🤖 AI Summary
This work addresses safety-constrained imitation learning, aiming to learn a maximum-entropy policy from expert demonstrations while satisfying multiple constraints (e.g., safety requirements and task specifications). We propose a novel probabilistic inference–based imitation learning framework that formulates constraint satisfaction as a KL-divergence–constrained optimization problem, yielding a unified objective accommodating both hard and soft constraints. To jointly optimize policy entropy and constraint violation cost, we introduce a dual gradient descent algorithm with theoretical convergence guarantees. Theoretically, we establish a rigorous equivalence between constrained imitation learning and constrained maximum-entropy reinforcement learning. Empirically, our method achieves significant improvements over state-of-the-art baselines across diverse simulated and real-world robotic tasks, demonstrating superior generalization, behavioral diversity, and robustness to constraint violations.
📝 Abstract
This article introduces an imitation learning method for learning maximum entropy policies that comply with constraints demonstrated by expert trajectories executing a task.

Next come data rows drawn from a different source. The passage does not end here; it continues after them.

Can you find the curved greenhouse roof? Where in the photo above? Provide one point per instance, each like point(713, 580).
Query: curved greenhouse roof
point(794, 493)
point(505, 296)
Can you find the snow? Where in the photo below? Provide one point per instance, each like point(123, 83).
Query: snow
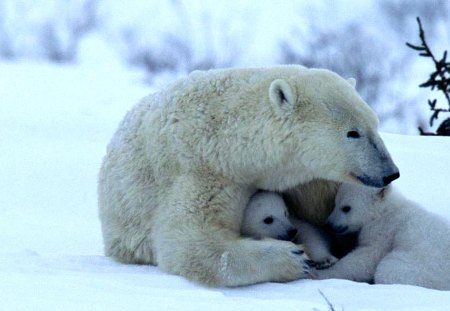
point(55, 124)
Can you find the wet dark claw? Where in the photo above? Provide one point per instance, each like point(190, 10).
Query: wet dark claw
point(299, 252)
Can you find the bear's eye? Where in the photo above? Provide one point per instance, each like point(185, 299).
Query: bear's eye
point(268, 220)
point(346, 209)
point(353, 134)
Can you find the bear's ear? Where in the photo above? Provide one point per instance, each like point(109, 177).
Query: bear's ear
point(282, 97)
point(352, 82)
point(383, 191)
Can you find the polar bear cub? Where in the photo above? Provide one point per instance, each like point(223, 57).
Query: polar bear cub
point(266, 216)
point(399, 242)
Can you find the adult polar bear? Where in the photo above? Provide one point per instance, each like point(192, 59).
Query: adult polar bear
point(183, 163)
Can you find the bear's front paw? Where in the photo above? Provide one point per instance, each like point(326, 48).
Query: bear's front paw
point(307, 263)
point(325, 263)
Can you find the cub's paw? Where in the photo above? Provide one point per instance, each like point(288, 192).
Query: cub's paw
point(304, 259)
point(325, 263)
point(288, 262)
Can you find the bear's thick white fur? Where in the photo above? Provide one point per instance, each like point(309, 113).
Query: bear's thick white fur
point(399, 242)
point(183, 163)
point(266, 216)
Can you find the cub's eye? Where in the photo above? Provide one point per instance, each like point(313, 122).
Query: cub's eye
point(353, 134)
point(268, 220)
point(346, 209)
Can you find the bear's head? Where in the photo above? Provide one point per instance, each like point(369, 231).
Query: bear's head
point(356, 206)
point(333, 132)
point(266, 216)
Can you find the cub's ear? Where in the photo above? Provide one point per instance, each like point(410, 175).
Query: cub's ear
point(282, 97)
point(352, 82)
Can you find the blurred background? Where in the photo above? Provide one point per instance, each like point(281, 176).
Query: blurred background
point(161, 40)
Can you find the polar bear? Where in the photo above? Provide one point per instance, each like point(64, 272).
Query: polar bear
point(266, 216)
point(399, 242)
point(183, 163)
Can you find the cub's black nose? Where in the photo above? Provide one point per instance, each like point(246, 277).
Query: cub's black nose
point(388, 179)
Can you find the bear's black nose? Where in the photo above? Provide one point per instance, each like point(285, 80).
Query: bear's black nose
point(388, 179)
point(292, 233)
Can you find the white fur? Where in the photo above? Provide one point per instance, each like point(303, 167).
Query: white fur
point(183, 163)
point(266, 216)
point(399, 242)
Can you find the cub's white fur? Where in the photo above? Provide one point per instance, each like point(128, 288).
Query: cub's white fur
point(266, 216)
point(399, 242)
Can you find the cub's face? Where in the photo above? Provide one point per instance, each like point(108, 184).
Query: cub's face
point(355, 206)
point(266, 216)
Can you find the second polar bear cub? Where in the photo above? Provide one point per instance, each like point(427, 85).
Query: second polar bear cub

The formulation of the method takes advantage of results connecting performance to bounds for the KL-divergence between demonstrated and learned policies, and its objective is rigorously justified through a connection to a probabilistic inference framework for reinforcement learning, incorporating the reinforcement learning objective and the objective to abide by constraints in an entropy maximization setting. The proposed algorithm optimizes the learning objective with dual gradient descent, supporting effective and stable training. Experiments show that the proposed method can learn effective policy models for constraints-abiding behaviour, in settings with multiple constraints of different types, accommodating different modalities of demonstrated behaviour, and with abilities to generalize.